Я чуток кемарю на кушетке, а когда просыпаюсь, врубаю ящик, но глаза, ешь то, не фокусируются. Раз десять выжимаю гантели, щупаю бицепсы. Резкость настроилась, но штормит еще вовсю, мускулы покачиваются, ровно бедра незанятых трансов в ночном клубе. Для восстановления сил мне нужен бифштекс. Вскоре я спускаюсь к «Безродному слепцу». Там ни души, я мотыляю в «Скорбящего Мориса». Все тут: Бэл, Ригси, Культяпый, Родж, Джон и так далее. Я принимаю пинту полусветлого горького, прошу повторить. Пойло удобоваримое, я только начинаю оттягиваться, как слышу гам в баре: — АААЙЙЙЙЙ!
Оборачиваюсь и вижу его. Этого убогого ублюдка, своего черепа. Полюбуйтесь: слез, ешь то, с дерева и бузит. Убогий, ё: каким был, таким остался. За нами ж сейчас приглядывают как никогда, а он вот он, пожалста, явился. Бэл, Ригси и Культяпый, эти то хмыри порадовались, когда я затрепыхался, еще б не порадовались.
— Добрдень, мальчик мой! Угстишь свого старичка, а? А а? — говорит. Набрался уже как свинья, тварь.
— Я тут собирался с ребятами поболтать, — объясняю ему. Он вылупляется, словно я жопа какая нибудь. Затем подбоченивается: — Ах, поблтать, я че, должен…
— Вы ниче не должны, мистер Т. Сию секундочку, — говорит Бэд и наваливается на стойку. Приносит «черепу» двойной скоч и пинту пива.
— Вот это мужик, — кивает тот на Бэла. — Молодой Барри, как его… Барри Лич, вот это мужик! — Улыбается, уважительно чокается с Бэлом. Затем вдруг вылупляется на меня:
— ЭЙ, шо у тэя с лицом!
Я уже только жду, что еще этот старый крендель выкинет.
— Шоутэяаааа…
Долбаная, налитая пивом шотландская харя, кретинский, сиплый шотландский акцент; не отделаешься от них ни на минуту. Хоть бы он, на самом деле, умолк навеки.
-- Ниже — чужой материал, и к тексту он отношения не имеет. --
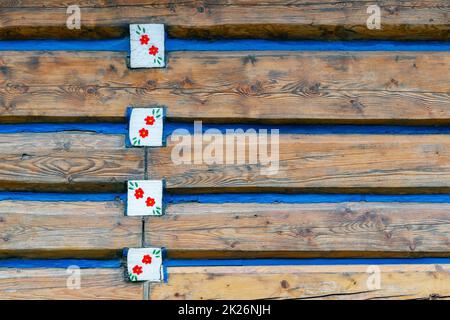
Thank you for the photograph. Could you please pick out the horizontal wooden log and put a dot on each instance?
(428, 281)
(274, 87)
(44, 284)
(68, 161)
(400, 19)
(343, 163)
(66, 229)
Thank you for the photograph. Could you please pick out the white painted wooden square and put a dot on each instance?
(145, 198)
(146, 127)
(145, 264)
(147, 46)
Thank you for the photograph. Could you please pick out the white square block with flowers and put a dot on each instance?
(145, 198)
(147, 46)
(146, 127)
(145, 264)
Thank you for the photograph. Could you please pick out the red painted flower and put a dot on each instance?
(137, 269)
(143, 133)
(150, 120)
(147, 259)
(153, 50)
(150, 202)
(139, 193)
(144, 39)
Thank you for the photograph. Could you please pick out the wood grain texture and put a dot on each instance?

— Отвянь! — грохаю я. Потому что «череп» одной рукой обнял за плечи меня, а другой — Бэла и Ригси. Я, по идее, обязан «черепу» внимать, ровно Иисусу какому нибудь…
— От он, мой малыш. Жопа он сраная! ЖОПА ОН СРРРРАНАЯ! Но все еще мой малыш, — говорит он. И потом говорит: — Эй, малыш, деньжат то подкинь? Я скоро получу саи идную смум… сумму, сын. Гаарили, тут заваруха намчается, и я огродами, огродами, дескать, попомнят мои зслуги и должным обрзом… пнмаешь, о чем я, Дэвид… а, сынуля?
Я вынимаю из кармана пачку десяток. Все что угодно, все что угодно, только б отделаться от хренова старого попрошайки.
— Ты, сынок, хороший. Хар роший наследник Простинтов! — Озирается, закатывает рукав. — Моя кровь, — сообщает он Ригси, — кровь Простинтов.
— Бьюсь об заклад, она стопроцентная, мистер Т., — говорят Ригси, и Бэл, и Культяпый, и Родж, и Джонни, и прочие, у них всех есть повод оторваться, и у меня тоже, однако мне не по нутру, как смеется Ригси. Хмырь или не хмырь, речь тут о моем старике.